Les objets connectés destinés à la santé peuvent-ils vraiment prétendre améliorer notre bien-être sans mettre en péril la planète ? Alors que le CES 2026 de Las Vegas bat son plein avec une avalanche de nouveaux capteurs de glucose, de tensiomètres et de bracelets fitness, une question inquiétante se pose : quel est le prix environnemental réel de cette révolution technologique ?
Les géants du secteur semblent préférer la discrétion sur ce sujet. Pourtant, une étude récente menée par Cornell University et l’Université de Chicago affirme que d’ici 2050, notre appétit pour les wearables de santé pourrait se chiffrer à près de 2 milliards d’unités par an. Est-ce compatible avec l’urgence écologique actuelle ? N’est-il pas temps d’interroger la responsabilité des fabricants face à un avenir qui pourrait générer plus d’un million de tonnes de déchets électroniques et 100 millions de tonnes de CO2, selon les calculs publiés dans Nature ?
Faut-il chercher le coupable dans les plastiques bon marché qui embouteillent nos poubelles ? Surprise, répondent les chercheurs : ce sont les minuscules cerveaux électroniques, les circuits imprimés, qui engendrent près de 70 % de l’empreinte carbone de ces gadgets. L’extraction minière et la fabrication de leurs composants rares font peser un coût faramineux sur l’environnement, un coût souvent invisible pour le consommateur final.
La croissance exponentielle des wearables santé pourrait bien transformer un progrès individuel en désastre collectif.
Les solutions existent-elles ? Les auteurs de l’étude pointent deux pistes, pourtant peu évoquées par l’industrie : remplacer l’or et les terres rares par du cuivre bon marché lors de la conception des puces, et créer des appareils modulaires permettant de ne changer que l’enveloppe, tout en réutilisant l’intelligence électronique au cœur. Ces suggestions demeurent encore à la marge : les annonces tonitruantes du CES laissent-elles la place à une véritable réflexion sur l’éco-conception ?

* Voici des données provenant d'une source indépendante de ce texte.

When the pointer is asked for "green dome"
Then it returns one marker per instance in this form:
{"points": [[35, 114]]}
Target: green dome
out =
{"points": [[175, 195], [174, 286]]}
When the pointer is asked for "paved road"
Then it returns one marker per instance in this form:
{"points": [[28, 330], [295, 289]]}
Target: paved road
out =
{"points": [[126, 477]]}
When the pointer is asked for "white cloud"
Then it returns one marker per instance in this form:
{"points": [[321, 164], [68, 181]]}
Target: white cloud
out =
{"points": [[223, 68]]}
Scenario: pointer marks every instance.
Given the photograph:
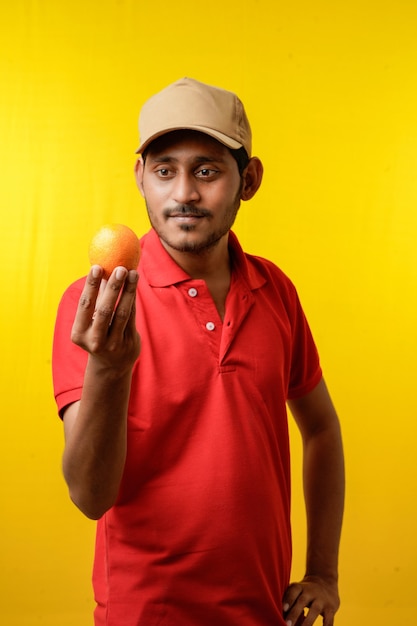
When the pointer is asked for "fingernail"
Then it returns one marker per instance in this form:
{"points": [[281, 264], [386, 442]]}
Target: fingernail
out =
{"points": [[132, 276], [120, 273]]}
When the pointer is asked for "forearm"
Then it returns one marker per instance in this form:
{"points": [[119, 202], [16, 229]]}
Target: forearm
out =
{"points": [[324, 485], [95, 448]]}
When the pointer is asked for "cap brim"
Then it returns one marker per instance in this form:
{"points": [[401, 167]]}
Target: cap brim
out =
{"points": [[224, 139]]}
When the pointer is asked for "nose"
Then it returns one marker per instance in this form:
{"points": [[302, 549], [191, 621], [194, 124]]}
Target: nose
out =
{"points": [[185, 189]]}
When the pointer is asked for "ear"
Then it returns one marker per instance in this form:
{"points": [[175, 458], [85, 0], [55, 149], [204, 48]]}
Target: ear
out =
{"points": [[139, 167], [252, 178]]}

À l’heure où les start-ups rivalisent d’ingéniosité pour séduire les consommateurs soucieux de leur santé, qui s’inquiète des conséquences à long terme de cette surconsommation technologique ? Est-ce que ces nouveaux produits, vantés pour leur capacité à sauver des vies, pourraient à terme aggraver une crise environnementale déjà pressante ?
Suffit-il de faire confiance aux innovations à venir ou devons-nous exiger dès maintenant une transparence et un engagement fort de la part des industriels ? Quand chaque petit choix de design influe à grande échelle, pourquoi reste-t-il si difficile d’intégrer la soutenabilité dans la course à l’innovation ?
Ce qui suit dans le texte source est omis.